Torrent’s eyes snapped open. Stars in blurred, jade-tinged smears spun overhead. He drew a deep but ragged breath, shivered beneath his furs.

Olar Ethil’s crackling voice cut through the darkness. ‘Did he catch you?’

He was in no hurry to reply to that. Not this time. He could still smell the dry, musty aura of death, could still hear the drumbeat of hoofs.

The witch continued, ‘Less than half the night is done. Sleep. I will keep him from you now.’

He sat up. ‘Why would you do that, Olar Ethil? Besides,’ he added, ‘my dreams belong to me, not you.’

Rasping laughter drifted across to him. ‘Do you see his lone eye? How it glitters in darkness like a star? Do you hear the howl of wolves echoing out from the empty pit of the one he lost? What do the beasts want with him? Perhaps he will tell you, when at last he rides you down.’

Torrent bit down one reply, chose another: ‘I escape. I always do.’

She grunted. ‘Good. He is filled with lies. He would use you, as the dead are wont to do to mortals.’

In the night Torrent bared his teeth. ‘Like you?’

‘Like me, yes. There is no reason to deny it. But listen well, I must leave your side for a time. Continue southward on your journey. I have awakened ancient springs-your horse will find them. I will return to you.’

‘What is it you want, Olar Ethil? I am nothing. My people are gone. I wander without purpose, caring not if I live or die. And I will not serve you-nothing you can say can compel me.’

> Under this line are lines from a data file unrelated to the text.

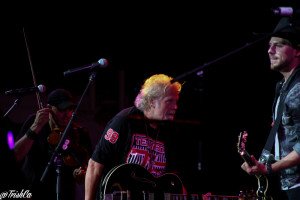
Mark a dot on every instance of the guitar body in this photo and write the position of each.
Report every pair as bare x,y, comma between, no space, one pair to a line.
262,180
132,181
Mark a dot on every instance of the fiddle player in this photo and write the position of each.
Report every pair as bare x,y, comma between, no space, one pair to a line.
37,140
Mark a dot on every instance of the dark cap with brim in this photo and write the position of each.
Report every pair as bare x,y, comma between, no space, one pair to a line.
61,98
288,28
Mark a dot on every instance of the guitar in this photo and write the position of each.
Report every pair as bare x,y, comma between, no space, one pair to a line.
262,180
134,182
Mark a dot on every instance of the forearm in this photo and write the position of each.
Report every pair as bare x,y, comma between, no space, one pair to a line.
92,178
292,159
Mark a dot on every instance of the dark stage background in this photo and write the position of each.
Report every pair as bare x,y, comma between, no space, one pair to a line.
233,94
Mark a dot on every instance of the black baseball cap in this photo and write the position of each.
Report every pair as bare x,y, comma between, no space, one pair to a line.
288,28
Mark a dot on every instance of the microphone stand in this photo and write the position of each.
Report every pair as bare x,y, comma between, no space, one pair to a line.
56,156
11,108
200,69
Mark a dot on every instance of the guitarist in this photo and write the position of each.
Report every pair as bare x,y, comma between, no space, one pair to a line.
284,55
138,134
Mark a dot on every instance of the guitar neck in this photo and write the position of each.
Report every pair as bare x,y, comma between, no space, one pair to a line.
247,158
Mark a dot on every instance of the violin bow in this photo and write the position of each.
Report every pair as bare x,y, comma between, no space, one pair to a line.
38,97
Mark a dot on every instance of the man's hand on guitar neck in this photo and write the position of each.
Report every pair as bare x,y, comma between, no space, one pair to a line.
256,169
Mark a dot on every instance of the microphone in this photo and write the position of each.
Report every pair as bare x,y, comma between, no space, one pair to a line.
285,11
102,63
21,91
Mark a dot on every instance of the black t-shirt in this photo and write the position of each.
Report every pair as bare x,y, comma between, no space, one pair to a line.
128,138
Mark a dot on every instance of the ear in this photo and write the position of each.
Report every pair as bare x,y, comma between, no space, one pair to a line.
152,103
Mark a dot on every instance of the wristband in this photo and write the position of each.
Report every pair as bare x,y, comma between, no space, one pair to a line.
269,168
31,134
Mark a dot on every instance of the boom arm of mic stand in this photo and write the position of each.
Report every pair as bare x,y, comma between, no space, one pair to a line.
200,68
64,136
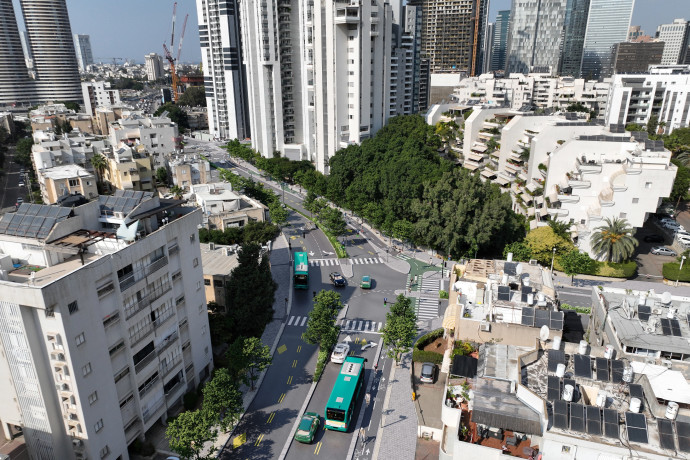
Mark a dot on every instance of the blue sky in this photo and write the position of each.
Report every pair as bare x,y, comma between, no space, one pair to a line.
133,28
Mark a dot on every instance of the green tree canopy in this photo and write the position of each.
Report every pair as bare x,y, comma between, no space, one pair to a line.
614,240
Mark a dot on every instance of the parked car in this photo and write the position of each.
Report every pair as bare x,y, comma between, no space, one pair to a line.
663,251
340,353
654,239
307,427
428,372
366,282
337,279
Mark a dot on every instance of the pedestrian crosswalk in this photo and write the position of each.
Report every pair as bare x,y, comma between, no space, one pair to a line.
353,325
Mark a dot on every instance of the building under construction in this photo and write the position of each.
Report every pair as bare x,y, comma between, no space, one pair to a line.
452,34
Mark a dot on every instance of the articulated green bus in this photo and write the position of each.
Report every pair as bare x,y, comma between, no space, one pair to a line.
341,404
301,275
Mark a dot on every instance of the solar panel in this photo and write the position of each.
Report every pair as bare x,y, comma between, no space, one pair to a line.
555,357
583,366
560,414
602,369
577,417
611,429
553,390
666,438
683,430
593,421
636,425
675,328
541,318
527,316
644,312
617,371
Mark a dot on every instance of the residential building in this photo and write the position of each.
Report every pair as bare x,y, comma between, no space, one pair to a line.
218,262
453,34
676,38
82,46
64,180
224,68
607,24
500,41
129,168
574,28
154,66
663,93
535,36
637,57
188,170
617,175
223,208
98,94
104,324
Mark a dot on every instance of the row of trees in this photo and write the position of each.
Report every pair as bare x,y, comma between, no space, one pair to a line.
192,433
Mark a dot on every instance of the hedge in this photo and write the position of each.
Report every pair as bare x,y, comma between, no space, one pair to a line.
426,339
671,271
421,356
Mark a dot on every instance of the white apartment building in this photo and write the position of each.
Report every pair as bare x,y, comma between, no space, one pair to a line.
319,74
591,178
676,38
635,98
154,66
98,94
104,324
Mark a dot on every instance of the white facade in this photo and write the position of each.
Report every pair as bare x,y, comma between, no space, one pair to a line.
98,94
676,37
101,342
635,98
154,66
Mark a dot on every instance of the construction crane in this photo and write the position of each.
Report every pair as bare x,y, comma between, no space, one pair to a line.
168,55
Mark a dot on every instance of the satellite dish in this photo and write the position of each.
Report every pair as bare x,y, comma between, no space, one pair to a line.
544,333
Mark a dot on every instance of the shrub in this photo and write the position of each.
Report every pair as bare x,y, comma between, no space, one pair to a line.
428,338
671,271
190,399
421,356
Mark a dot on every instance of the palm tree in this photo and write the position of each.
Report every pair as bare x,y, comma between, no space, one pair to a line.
614,240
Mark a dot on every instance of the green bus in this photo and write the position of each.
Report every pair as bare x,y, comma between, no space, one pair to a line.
301,275
341,404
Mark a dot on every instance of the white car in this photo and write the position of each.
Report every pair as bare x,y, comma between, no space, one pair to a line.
340,353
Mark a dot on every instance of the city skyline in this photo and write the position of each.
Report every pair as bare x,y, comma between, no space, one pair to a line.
134,45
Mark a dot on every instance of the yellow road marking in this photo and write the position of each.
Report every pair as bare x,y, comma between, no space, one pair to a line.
239,440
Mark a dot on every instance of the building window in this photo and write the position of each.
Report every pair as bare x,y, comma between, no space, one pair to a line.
72,307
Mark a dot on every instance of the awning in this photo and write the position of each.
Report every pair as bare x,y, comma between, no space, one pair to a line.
450,316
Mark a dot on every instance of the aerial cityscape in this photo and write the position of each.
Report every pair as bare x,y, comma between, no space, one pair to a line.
345,229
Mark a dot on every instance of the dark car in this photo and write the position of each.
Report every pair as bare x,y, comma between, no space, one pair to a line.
337,279
654,239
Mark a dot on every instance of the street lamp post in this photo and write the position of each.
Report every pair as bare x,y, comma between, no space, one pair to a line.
682,259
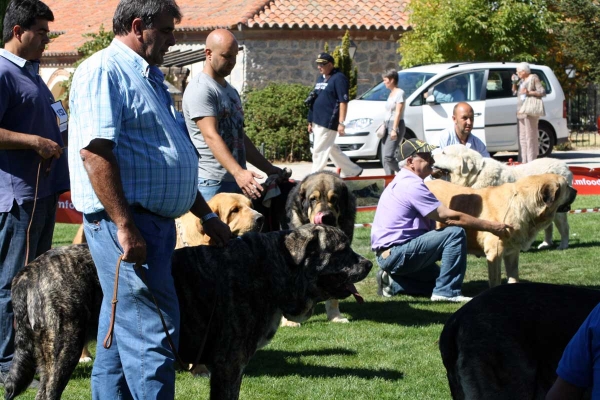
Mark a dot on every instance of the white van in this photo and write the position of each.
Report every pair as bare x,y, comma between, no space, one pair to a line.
485,86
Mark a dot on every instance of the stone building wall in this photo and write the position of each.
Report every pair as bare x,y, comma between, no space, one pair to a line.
293,61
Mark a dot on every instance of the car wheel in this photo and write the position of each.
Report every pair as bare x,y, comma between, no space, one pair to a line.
546,138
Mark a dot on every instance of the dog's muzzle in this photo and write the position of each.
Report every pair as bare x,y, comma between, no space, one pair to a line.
567,206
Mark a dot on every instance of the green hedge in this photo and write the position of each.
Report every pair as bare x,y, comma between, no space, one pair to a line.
276,121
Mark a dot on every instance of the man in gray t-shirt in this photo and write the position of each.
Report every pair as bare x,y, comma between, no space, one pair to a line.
215,120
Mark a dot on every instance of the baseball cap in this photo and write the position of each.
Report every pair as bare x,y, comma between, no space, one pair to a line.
414,146
325,58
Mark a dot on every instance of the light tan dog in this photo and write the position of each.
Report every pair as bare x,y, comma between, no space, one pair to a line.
528,205
233,209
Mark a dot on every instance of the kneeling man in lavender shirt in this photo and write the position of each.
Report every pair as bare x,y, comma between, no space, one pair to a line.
406,241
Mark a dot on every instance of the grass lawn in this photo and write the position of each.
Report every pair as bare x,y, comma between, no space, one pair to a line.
389,349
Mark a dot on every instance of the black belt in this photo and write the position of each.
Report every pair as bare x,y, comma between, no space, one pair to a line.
137,209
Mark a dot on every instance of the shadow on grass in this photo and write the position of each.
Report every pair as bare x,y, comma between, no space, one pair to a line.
289,363
397,310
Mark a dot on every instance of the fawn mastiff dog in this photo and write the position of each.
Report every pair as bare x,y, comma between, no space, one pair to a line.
528,206
467,167
56,301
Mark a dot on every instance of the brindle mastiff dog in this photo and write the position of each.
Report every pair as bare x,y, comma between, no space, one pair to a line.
323,198
506,343
251,284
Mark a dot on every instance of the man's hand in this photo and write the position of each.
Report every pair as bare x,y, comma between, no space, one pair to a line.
502,230
218,231
47,148
133,244
250,187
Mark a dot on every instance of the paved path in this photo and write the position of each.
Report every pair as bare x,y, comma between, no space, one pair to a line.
580,158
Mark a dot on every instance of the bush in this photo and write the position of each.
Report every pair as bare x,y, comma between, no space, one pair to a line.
276,119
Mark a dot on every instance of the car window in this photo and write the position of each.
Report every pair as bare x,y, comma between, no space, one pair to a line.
407,81
455,88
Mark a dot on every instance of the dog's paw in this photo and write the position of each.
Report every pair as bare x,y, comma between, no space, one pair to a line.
339,320
289,324
544,245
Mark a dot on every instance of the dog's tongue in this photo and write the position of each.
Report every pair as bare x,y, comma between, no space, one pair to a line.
318,218
352,289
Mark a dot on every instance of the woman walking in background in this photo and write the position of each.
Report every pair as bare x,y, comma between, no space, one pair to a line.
394,107
526,84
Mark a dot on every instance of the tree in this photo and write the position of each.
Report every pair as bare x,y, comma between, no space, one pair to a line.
577,32
97,42
550,32
343,61
3,7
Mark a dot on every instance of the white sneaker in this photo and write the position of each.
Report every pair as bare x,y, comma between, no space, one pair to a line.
454,299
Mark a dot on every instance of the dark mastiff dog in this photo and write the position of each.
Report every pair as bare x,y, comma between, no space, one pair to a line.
506,343
250,284
322,198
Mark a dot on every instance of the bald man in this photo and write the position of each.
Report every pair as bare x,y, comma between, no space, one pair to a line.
215,120
460,133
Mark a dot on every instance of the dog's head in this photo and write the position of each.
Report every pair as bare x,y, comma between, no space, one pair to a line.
457,164
323,198
236,211
326,265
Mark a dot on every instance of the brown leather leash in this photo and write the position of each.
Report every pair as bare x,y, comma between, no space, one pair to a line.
109,335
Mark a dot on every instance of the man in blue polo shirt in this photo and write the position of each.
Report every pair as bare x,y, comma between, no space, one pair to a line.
30,155
326,117
406,242
460,133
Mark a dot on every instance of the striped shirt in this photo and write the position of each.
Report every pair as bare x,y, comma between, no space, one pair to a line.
116,95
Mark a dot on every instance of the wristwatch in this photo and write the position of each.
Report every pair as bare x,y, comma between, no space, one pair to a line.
207,217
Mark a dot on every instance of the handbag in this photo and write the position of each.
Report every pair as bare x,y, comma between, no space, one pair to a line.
381,130
532,106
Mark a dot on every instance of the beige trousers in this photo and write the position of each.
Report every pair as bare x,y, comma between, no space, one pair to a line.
324,148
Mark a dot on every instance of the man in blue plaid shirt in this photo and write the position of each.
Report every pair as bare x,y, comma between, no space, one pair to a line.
134,169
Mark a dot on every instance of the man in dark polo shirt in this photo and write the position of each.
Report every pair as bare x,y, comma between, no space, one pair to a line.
326,117
29,135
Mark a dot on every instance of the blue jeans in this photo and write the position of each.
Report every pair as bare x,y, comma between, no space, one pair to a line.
13,242
412,265
140,363
208,188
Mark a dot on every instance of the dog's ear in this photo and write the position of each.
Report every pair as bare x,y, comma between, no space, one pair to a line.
301,242
549,192
347,216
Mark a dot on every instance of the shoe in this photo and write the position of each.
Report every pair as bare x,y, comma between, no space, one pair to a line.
383,283
35,384
454,299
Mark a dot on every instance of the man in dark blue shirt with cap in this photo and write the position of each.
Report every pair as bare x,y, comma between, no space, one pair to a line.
326,117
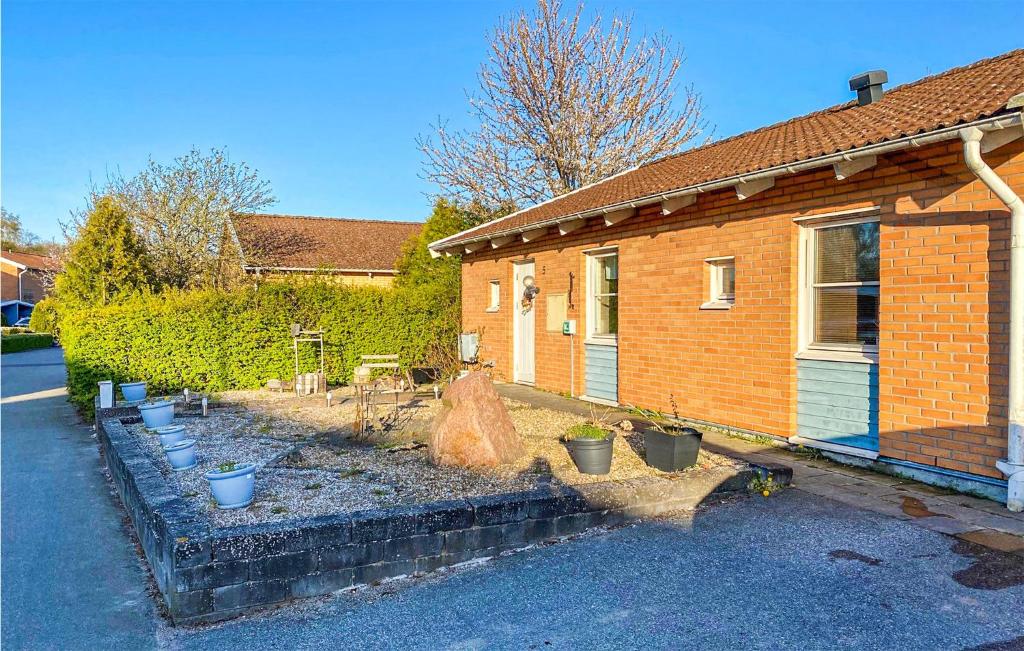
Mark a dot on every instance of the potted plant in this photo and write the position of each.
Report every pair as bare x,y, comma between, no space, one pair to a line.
133,391
590,445
181,456
669,447
170,434
232,484
157,414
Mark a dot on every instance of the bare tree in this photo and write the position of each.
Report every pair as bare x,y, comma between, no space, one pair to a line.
180,210
562,104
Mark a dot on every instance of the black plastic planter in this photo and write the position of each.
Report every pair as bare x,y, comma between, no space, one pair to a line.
592,456
672,451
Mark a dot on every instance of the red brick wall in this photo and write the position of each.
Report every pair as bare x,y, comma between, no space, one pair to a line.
944,287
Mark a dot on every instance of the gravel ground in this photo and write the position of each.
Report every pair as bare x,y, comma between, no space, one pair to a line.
301,475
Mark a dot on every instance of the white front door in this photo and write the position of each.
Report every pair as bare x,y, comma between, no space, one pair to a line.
522,324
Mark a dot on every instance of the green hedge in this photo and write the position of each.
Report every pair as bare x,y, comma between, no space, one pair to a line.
25,341
214,340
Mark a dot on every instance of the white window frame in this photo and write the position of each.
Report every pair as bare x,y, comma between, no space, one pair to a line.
807,348
717,300
592,281
494,296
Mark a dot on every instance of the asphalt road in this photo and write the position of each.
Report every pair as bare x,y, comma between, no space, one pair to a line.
791,571
71,578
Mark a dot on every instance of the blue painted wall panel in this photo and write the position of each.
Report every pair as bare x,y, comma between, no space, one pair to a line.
602,372
838,402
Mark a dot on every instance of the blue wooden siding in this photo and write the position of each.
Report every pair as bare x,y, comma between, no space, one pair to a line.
838,402
602,372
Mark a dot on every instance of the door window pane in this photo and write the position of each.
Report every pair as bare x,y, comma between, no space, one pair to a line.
606,315
607,274
604,295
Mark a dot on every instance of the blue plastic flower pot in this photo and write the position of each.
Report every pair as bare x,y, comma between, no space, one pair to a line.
233,489
157,414
181,456
170,434
133,391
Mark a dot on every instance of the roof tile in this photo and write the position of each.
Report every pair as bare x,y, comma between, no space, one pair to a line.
955,96
308,243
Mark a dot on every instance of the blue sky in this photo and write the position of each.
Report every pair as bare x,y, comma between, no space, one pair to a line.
326,99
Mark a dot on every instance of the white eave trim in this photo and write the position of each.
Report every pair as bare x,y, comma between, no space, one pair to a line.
996,123
321,269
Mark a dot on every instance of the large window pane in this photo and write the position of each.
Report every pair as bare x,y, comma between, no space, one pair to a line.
847,254
846,315
728,289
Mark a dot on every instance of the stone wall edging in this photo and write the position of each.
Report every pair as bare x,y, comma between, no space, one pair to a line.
207,573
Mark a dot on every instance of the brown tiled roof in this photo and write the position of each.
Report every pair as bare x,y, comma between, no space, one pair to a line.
33,261
952,97
309,243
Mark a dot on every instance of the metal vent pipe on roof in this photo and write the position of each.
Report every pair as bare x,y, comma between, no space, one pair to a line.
868,86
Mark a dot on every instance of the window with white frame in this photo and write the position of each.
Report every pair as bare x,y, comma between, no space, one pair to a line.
495,287
842,286
721,283
602,294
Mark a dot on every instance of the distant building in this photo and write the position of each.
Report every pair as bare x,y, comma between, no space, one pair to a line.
356,251
24,281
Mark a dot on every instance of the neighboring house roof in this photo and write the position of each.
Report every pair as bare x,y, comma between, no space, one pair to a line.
31,261
297,243
953,97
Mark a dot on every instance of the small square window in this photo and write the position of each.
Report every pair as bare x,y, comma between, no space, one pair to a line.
721,283
496,296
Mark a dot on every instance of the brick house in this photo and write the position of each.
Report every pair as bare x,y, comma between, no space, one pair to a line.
351,251
841,280
24,281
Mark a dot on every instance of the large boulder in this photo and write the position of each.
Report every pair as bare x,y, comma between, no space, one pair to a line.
473,428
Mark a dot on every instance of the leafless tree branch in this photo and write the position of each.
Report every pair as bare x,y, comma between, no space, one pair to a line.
561,104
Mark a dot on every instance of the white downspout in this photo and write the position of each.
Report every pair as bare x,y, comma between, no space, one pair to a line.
1013,466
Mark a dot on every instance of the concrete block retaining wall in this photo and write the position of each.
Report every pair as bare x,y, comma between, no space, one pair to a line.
207,573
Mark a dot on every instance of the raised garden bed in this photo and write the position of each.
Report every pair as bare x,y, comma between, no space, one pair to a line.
327,517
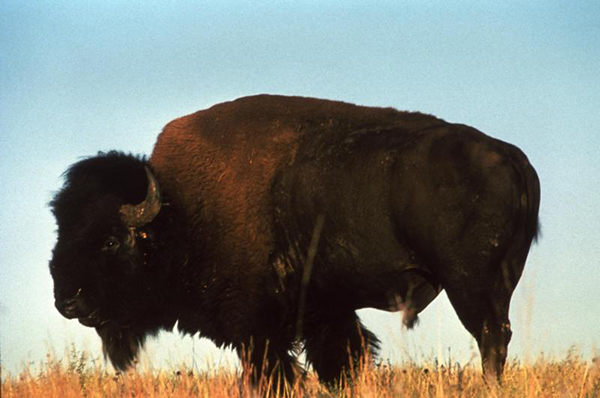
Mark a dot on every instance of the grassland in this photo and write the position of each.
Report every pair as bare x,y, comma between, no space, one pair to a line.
78,376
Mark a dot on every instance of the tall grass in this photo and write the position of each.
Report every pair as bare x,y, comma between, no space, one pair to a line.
77,375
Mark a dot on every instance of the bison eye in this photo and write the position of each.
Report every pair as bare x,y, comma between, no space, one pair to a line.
111,245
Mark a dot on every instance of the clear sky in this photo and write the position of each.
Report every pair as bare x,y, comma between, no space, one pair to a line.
78,77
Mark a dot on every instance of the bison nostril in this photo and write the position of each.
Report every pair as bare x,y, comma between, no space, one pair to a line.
68,308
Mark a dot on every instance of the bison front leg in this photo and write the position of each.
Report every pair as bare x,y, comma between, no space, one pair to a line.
338,345
268,364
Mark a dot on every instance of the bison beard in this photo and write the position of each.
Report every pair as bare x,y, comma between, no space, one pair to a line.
266,222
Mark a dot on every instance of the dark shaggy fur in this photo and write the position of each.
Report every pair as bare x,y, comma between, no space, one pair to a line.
281,216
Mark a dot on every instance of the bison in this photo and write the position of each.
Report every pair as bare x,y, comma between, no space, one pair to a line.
266,222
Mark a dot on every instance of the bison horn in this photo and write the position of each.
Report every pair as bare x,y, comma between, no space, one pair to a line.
143,213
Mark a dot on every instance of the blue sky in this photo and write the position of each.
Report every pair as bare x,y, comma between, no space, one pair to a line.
80,77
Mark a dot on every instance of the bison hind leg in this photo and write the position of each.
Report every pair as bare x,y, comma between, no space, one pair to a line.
338,346
420,294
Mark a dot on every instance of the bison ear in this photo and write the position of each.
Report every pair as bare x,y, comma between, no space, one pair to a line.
143,213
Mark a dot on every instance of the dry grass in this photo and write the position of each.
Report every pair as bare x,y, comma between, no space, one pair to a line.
77,376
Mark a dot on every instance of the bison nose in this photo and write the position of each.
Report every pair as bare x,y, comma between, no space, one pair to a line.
69,308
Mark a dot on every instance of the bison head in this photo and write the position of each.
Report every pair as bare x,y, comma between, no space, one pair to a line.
102,265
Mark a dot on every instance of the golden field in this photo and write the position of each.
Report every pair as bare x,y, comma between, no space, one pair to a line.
77,376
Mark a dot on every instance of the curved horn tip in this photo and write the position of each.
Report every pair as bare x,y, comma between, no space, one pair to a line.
144,212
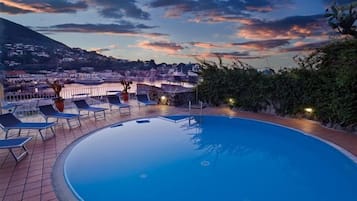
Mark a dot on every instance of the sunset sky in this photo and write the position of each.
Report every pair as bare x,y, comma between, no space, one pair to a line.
260,32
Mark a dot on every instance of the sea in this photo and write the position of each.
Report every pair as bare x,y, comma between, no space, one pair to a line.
73,90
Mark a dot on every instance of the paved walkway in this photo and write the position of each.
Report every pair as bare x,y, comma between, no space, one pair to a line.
31,178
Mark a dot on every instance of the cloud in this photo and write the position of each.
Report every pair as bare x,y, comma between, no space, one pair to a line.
286,28
216,11
116,9
263,44
205,45
302,46
340,2
41,6
166,47
120,9
125,28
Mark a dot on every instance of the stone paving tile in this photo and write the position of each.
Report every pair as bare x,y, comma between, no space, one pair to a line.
31,178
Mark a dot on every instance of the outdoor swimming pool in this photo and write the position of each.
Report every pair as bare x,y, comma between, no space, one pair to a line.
207,158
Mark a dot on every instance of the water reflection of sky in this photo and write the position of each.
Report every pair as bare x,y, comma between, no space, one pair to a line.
208,158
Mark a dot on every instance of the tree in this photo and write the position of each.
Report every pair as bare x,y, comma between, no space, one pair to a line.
343,18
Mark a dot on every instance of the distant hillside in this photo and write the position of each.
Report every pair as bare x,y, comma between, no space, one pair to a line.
11,32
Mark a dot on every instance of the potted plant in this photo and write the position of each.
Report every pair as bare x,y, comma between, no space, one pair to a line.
126,87
57,88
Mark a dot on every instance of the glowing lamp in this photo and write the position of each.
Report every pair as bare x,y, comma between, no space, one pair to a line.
309,110
231,101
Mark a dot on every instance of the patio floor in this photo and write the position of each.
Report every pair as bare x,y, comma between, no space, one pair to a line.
30,179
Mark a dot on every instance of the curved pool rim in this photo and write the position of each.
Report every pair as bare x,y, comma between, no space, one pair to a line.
63,189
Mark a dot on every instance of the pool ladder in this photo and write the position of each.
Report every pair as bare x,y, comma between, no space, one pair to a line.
199,106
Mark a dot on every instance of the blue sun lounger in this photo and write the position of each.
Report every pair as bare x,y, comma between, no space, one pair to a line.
16,143
82,105
49,112
144,99
9,121
114,100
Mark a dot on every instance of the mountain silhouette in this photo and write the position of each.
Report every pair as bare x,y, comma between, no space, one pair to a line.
12,33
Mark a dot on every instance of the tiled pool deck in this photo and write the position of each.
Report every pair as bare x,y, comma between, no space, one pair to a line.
30,179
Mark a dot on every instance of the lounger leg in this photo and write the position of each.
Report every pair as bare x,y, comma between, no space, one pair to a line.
43,138
53,131
6,133
69,125
21,156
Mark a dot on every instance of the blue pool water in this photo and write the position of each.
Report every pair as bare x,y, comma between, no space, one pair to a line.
207,158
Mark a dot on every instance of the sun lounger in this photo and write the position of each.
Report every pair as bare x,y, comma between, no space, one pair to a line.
9,121
49,112
114,100
16,143
145,100
82,105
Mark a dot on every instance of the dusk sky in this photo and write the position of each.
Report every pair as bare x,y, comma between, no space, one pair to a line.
260,32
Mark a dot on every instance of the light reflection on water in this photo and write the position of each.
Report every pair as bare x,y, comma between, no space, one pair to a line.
208,158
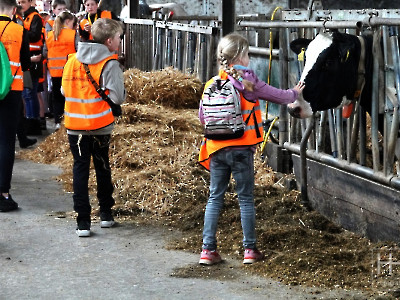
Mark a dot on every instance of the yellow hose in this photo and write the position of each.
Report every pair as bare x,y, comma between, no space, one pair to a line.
266,135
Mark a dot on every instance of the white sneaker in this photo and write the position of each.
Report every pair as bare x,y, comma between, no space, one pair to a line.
106,220
83,228
83,233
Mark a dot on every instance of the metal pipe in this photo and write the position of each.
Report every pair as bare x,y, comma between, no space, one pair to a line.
394,34
283,62
203,58
378,21
375,100
339,133
179,50
332,133
354,133
363,136
302,24
263,51
303,163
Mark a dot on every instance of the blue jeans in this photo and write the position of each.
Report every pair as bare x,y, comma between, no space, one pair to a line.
83,148
239,163
32,110
9,116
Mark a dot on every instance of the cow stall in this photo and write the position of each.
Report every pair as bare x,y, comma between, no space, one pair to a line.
346,168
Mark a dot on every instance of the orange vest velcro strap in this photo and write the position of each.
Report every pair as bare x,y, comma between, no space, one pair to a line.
253,133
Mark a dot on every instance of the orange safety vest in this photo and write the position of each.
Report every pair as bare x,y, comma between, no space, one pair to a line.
253,133
84,107
104,14
12,40
58,50
33,46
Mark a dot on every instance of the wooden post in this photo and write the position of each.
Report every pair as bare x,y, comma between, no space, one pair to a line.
227,16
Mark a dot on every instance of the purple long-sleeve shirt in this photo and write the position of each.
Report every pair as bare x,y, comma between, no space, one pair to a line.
261,90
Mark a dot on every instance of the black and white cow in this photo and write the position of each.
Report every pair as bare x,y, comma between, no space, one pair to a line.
331,71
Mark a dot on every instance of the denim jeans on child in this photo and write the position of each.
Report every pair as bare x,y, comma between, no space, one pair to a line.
240,163
83,147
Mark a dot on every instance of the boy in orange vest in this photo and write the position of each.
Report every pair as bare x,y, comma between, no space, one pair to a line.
89,119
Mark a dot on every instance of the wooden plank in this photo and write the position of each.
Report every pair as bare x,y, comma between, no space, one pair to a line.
357,204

‘Do you believe me a Tyrant? I am not. I am a bonecaster-do you know what that is?’

‘No. A witch.’

‘Yes, that will do, for a start. Tell me, do you know what a Soletaken is? A D’ivers?’

‘No.’

‘What do you know of Elder Gods?’

‘Nothing.’

He heard something like a snarl, and then she said, ‘How can your kind live, so steeped in ignorance? What is history to you, warrior of the Awl’dan? A host of lies to win you glory. Why do you so fear the truth of things? The darker moments of your past-you, your tribe, all of humanity? There were thousands of my people who did not join the Ritual of Tellann-what happened to them? Why, you did. No matter where they hid, you found them. Oh, on rare occasions there was breeding, a fell admixture of blood, but most of the time such meetings ended in slaughter. You saw in our faces the strange and the familiar-which of the two frightened you the most? When you cut us down, when you carved the meat from our bones?’

‘You speak nonsense,’ Torrent said. ‘You tell me you are Imass, as if I should know what that means. I do not. Nor do I care. Peoples die. They vanish from the world. It is as it was and ever will be.’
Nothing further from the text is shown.